Michael recommends the SMSF (self-managed super fund) to his clients: “These offer the most flexibility and freedom, and I manage them on my client’s behalf to ensure they get the most out of their fund as possible. They’re so liquid and the money can be accessed any time if you need it.”
Don’t be afraid of shares
Even the word “shares” can fill many of us with dread. Surely the stock market is akin to gambling. But not if you follow certain guidelines, Michael explains.
“Within the SMSF, I would only invest in a niche of Australian industrial companies. We’re talking 20 companies out of a possible 2000 on the stock exchange.”
Michael advises you forget about share price and instead look at year on year performance. “Share price is only a guide of where a company is trading, but what fills your bank account is the profit and the dividends you’re paid,” he says.
There are certain companies that essentially give you a pay rise every year, without you lifting a finger, for example Commonwealth Bank of Australia and Woolworths. These companies fulfill the strict criteria Michael recommends you look for in investments:
1. High Return on Equity (ROE)
This is the amount of money the company makes from its assets. 15 per cent and over would be good. CBA makes 18 per cent.
2. Durable Competitive Advantage
This means the company must dominate the market they’re in, meaning your money is safe in the long term and is a reliable investment. This reliable cash flow gives you a realistic estimate of your annual investment income so you can budget accordingly.
3. Attractive payout ratio
Look for companies that, as well as satisfying the above criteria, pay out less than 100 per cent of their profits- ideally around 70 per cent. This means they plough 30 per cent of their profits back into the business, meaning they’re more likely to be sustained in the future while still giving you a healthy income.

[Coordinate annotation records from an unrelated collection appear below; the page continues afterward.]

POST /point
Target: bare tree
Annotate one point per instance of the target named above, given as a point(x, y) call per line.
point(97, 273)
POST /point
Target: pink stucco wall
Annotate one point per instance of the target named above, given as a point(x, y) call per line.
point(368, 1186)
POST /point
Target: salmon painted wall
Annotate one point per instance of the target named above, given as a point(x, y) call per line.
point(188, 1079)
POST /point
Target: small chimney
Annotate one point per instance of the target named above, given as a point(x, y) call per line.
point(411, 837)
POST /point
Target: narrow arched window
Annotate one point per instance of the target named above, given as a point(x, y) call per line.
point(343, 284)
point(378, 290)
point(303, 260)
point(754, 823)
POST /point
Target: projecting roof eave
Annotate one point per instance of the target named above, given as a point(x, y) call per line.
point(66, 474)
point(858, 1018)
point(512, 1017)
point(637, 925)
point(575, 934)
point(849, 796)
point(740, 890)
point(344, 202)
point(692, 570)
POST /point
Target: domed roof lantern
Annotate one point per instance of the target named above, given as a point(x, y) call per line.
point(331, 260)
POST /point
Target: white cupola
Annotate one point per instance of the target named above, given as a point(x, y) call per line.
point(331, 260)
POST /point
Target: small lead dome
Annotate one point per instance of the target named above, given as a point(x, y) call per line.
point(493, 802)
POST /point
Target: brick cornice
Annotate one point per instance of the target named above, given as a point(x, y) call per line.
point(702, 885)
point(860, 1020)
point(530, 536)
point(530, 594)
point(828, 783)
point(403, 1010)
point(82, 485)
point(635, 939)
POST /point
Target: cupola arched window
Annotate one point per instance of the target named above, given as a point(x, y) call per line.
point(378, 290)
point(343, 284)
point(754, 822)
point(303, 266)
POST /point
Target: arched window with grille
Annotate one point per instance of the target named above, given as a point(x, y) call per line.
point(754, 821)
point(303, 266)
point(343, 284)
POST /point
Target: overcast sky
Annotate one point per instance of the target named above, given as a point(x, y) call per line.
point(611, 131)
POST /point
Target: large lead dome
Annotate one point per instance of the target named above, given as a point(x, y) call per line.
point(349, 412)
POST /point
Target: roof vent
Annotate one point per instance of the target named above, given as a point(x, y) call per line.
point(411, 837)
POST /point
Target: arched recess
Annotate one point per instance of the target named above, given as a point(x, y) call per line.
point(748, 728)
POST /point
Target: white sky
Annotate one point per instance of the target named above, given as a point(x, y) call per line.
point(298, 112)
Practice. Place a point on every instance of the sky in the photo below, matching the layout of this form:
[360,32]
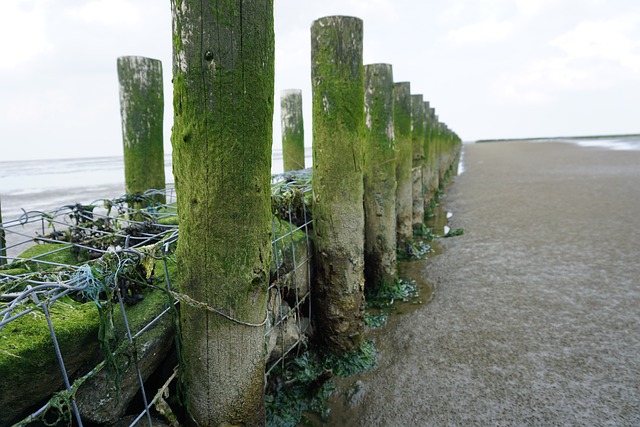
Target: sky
[490,68]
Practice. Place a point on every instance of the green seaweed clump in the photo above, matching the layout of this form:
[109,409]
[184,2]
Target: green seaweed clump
[304,384]
[400,290]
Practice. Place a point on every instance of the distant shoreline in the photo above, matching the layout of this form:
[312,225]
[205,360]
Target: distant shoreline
[547,138]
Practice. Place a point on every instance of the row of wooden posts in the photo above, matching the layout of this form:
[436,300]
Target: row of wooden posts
[379,155]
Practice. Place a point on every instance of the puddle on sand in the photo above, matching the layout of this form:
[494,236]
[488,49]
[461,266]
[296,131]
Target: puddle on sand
[345,400]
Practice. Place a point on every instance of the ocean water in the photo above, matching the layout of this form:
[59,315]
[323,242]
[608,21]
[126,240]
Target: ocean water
[44,185]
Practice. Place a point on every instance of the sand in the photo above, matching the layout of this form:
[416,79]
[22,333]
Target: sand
[536,315]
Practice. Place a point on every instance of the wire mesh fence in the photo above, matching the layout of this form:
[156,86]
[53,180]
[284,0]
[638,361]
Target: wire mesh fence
[88,313]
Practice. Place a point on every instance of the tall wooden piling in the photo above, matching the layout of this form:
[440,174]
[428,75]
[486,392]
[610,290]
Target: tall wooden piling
[223,83]
[426,164]
[417,147]
[338,215]
[3,241]
[402,131]
[379,177]
[142,111]
[292,129]
[433,152]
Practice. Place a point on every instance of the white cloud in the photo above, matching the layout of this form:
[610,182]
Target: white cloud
[107,12]
[491,31]
[592,56]
[22,29]
[604,40]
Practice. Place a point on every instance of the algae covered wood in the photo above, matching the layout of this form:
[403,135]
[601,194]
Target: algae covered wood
[402,133]
[223,81]
[417,147]
[430,137]
[427,171]
[379,178]
[292,129]
[142,111]
[338,215]
[3,241]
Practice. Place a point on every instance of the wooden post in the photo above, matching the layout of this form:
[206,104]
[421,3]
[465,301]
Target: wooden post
[338,216]
[292,129]
[432,181]
[402,131]
[142,110]
[426,164]
[417,141]
[223,88]
[379,178]
[3,241]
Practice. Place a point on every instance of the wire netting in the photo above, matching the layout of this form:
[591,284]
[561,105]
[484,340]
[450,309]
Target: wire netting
[98,266]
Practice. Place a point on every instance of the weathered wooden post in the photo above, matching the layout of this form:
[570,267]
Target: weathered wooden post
[433,151]
[3,241]
[404,194]
[223,84]
[379,177]
[417,141]
[338,125]
[142,110]
[426,164]
[292,129]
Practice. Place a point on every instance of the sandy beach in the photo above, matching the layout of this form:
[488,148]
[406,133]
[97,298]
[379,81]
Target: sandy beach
[536,315]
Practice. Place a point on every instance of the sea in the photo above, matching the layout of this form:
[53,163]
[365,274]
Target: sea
[44,185]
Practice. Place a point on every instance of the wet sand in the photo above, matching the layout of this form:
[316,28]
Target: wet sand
[536,315]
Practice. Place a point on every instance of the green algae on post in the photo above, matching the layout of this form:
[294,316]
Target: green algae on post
[142,111]
[417,140]
[292,129]
[402,133]
[338,215]
[3,241]
[223,80]
[379,177]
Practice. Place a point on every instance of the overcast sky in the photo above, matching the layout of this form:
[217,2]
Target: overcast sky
[491,68]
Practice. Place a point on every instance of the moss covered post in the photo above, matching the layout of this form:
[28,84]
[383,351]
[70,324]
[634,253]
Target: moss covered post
[379,178]
[417,147]
[433,152]
[3,241]
[142,111]
[338,215]
[292,129]
[223,90]
[402,133]
[426,163]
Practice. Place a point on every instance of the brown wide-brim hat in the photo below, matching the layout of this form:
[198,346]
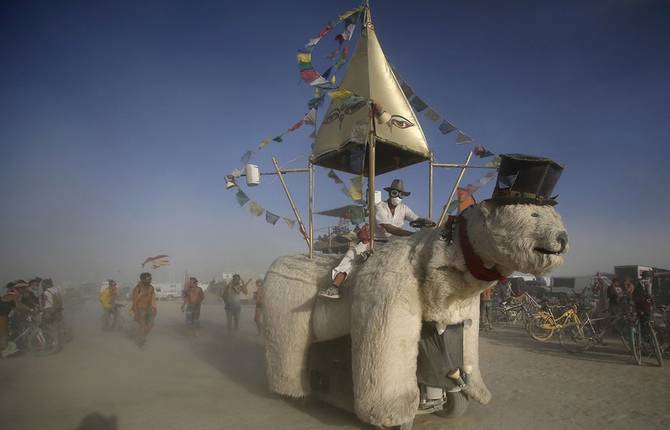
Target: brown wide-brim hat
[399,186]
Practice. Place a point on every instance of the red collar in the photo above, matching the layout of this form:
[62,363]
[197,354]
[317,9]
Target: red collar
[472,261]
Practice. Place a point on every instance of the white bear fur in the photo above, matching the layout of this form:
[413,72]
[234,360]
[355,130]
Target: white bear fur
[384,301]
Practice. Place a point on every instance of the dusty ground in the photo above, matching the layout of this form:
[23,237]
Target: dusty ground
[217,382]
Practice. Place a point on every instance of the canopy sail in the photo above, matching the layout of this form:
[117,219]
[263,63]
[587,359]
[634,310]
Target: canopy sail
[342,136]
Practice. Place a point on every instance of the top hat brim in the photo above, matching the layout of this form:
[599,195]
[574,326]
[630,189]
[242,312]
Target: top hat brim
[522,200]
[404,193]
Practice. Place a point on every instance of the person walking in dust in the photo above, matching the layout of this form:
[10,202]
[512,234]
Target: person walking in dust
[231,298]
[259,296]
[144,307]
[193,297]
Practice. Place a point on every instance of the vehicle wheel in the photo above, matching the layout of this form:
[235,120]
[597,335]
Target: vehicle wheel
[540,328]
[572,338]
[456,405]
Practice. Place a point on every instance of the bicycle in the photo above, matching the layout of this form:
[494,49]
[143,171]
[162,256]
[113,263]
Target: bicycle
[543,324]
[33,338]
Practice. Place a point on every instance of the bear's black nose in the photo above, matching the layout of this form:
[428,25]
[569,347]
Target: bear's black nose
[562,238]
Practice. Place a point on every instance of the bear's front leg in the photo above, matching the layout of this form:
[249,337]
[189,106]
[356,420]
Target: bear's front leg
[386,325]
[476,389]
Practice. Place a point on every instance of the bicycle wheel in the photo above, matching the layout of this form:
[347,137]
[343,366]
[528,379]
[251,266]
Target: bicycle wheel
[38,343]
[573,338]
[541,328]
[636,342]
[655,346]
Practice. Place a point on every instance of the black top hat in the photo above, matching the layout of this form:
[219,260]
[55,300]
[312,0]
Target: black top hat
[398,185]
[526,179]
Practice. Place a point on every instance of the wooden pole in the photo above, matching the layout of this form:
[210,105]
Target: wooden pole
[311,209]
[371,178]
[453,190]
[430,186]
[290,201]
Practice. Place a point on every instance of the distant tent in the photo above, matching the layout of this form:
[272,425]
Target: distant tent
[341,139]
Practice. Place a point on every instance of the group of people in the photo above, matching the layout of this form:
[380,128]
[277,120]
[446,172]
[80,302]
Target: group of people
[144,306]
[25,302]
[632,295]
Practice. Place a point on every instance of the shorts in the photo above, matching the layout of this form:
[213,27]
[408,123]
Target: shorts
[192,313]
[145,316]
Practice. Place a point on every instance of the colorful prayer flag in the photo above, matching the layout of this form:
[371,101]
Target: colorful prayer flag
[463,138]
[304,57]
[310,117]
[320,82]
[295,126]
[271,218]
[482,152]
[309,75]
[407,90]
[446,127]
[242,198]
[418,104]
[255,209]
[315,102]
[341,93]
[465,199]
[432,115]
[349,13]
[312,42]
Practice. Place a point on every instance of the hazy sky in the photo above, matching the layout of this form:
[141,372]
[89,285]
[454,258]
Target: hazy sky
[118,121]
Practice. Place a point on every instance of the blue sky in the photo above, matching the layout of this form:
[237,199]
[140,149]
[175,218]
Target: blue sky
[120,119]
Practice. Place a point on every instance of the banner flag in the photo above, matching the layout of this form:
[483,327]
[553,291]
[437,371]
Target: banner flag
[418,104]
[255,209]
[271,218]
[432,115]
[407,90]
[463,138]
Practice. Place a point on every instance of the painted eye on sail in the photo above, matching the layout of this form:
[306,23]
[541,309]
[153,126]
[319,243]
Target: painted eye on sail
[401,122]
[353,108]
[332,116]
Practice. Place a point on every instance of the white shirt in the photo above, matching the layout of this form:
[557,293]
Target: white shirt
[49,296]
[383,215]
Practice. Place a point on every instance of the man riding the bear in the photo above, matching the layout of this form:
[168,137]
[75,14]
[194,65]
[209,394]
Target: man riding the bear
[390,216]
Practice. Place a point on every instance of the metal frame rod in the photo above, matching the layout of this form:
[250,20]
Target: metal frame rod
[371,178]
[430,186]
[453,190]
[310,215]
[283,171]
[463,166]
[291,202]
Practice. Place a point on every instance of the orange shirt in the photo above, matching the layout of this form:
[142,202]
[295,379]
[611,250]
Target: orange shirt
[487,294]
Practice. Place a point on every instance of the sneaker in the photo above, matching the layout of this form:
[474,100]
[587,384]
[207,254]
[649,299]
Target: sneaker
[330,292]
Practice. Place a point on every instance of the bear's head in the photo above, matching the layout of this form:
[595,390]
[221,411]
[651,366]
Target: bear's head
[526,238]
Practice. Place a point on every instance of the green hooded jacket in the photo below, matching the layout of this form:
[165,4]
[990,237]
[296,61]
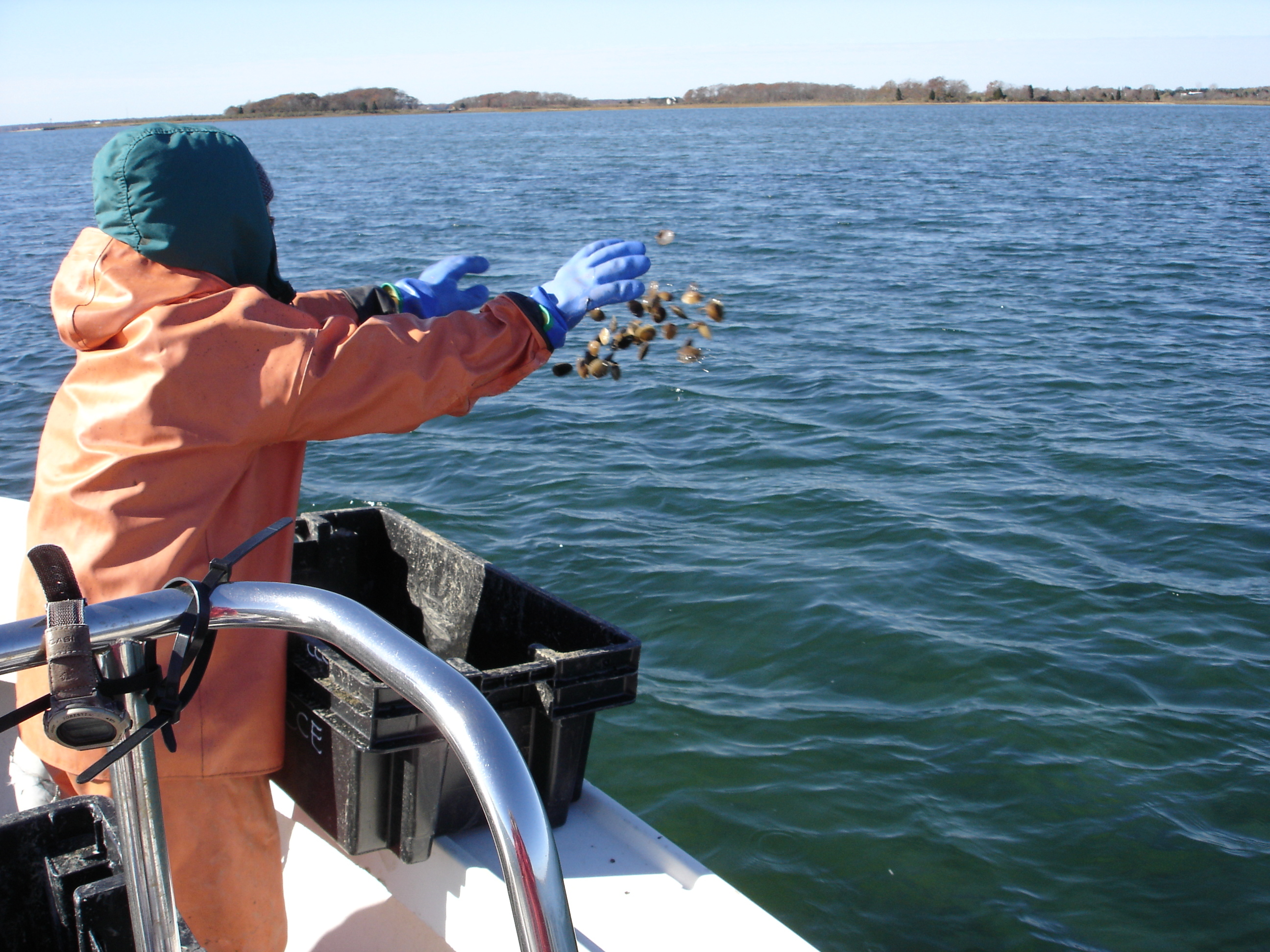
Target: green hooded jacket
[188,197]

4. Fully franked dividends
This means that the company pays the tax for you. So, for example, if you are paid 5 per cent on a $1million investment, that’s $50,000. But you also receive an additional $21,000 in tax refunds because the company has already paid the tax on your behalf.
5. Defies the Yield Trap
Having a high yield percentage figure can seem attractive, but it’s an abstract number and only captures a frozen moment in time. 9 per cent of one investment could easily pay you the same as 5 per cent of another. The key is to fulfill the criteria above and work out what you will likely be paid- in dollars, not percentages- from your investment. Know exactly what you own and what it’s worth, and avoid having your entire portfolio blurred into one final dollar value in a total return-style managed fund.